It occurred to me the other day that Joanna is known by at least 50 people if not more. Besides my close acquaintances, there are numerous merchants whose businesses I have been a patron of who know me as a middle aged woman and mother to 2 teens.
I am still dumbfounded that this is even possible because, not that long ago, I would never have believed that I could ever be taken for a female in such close quarters and face the scrutiny of genetic females. People smile at me when they see me and ask me about my life. They tell me it’s been a while since they’ve seen me and seem more than happy to spend a few minutes chatting.
As certain as I am that I will never transition, I still cherish the fact that I have gotten to such a level of comfort with my female persona; so much so that I would now feel comfortable attending a conference, taking a course or even working part time in a store as a woman.

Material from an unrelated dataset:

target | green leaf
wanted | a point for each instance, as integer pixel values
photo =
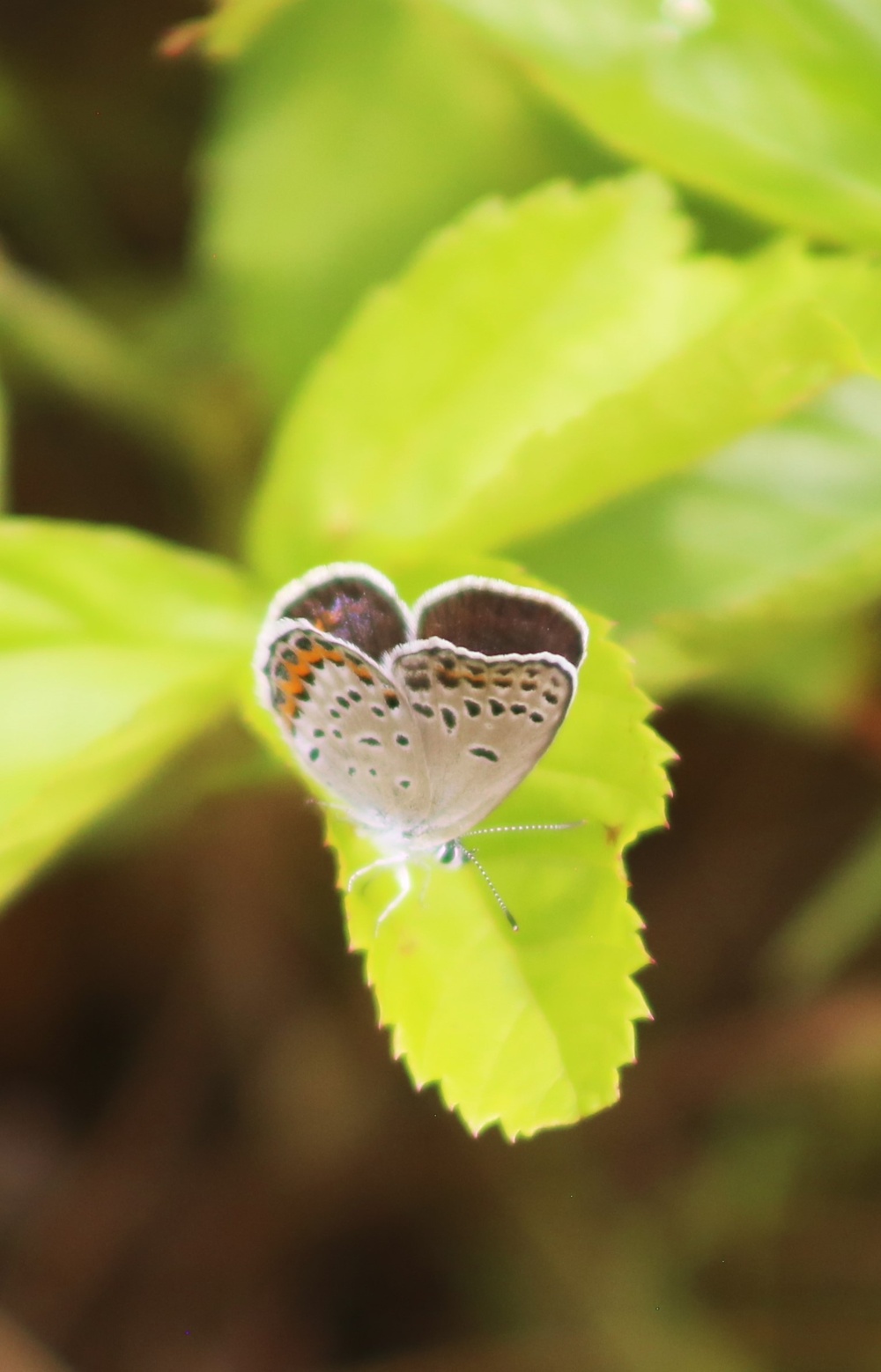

N, the woman that I love, wants no part of this which is fine with me. When we first reunited after all those years there were early attempts at outings with me ``en femme`` but it ultimately did not work out. She began to feel that this would affect the way she saw me as a male which in turn prompted me to become self conscious about how I moved or spoke for fear it would affect our relationship.
It’s not at all obvious for a normal genetic female to see her partner in this way. I have seen blogs written by accepting wives of transitioning husbands, but the vast majority of marriages involving transition end in divorce. If you are fortunate, you may be able to entertain the possibility that you remain friends.
I desire to build a life with N so what remains for me now is to balance my existence as both male and female in such a way that neither side overwhelms the other. I think I am starting to do that but it’s not an easy thing to do. Balance requires giving each side it’s due.
For example, I start work very early in the morning such that by 4 pm I am home and usually changing into Joanna mode so I can step out for a bit. N and I might see each other on a Wednesday and every Friday night. Saturday during the day is time spent with my kids and Saturday evening and most of Sunday is spent with N although Sunday morning I will usually try and attend mass as Joanna.
The total time spent crossdressed per week is probably in the range of 6 to 10 hours which represents less than 10% of my waking hours.
The other day we had a plumbing problem in the building where I live and since I am the condo association president I stayed home to wait for the serviceman to arrive. I decided that since I would have time to spend afterwards as Joanna, I would simply present as her rather than change afterwards. All went well and he left being certain he had dealt with a middle aged woman.
I thought afterwards that it would have made little difference to him to him whether I was a crossdressed male or a genetic female. For me, however, the fact I was able to present successfully as Joanna made all the difference in the world.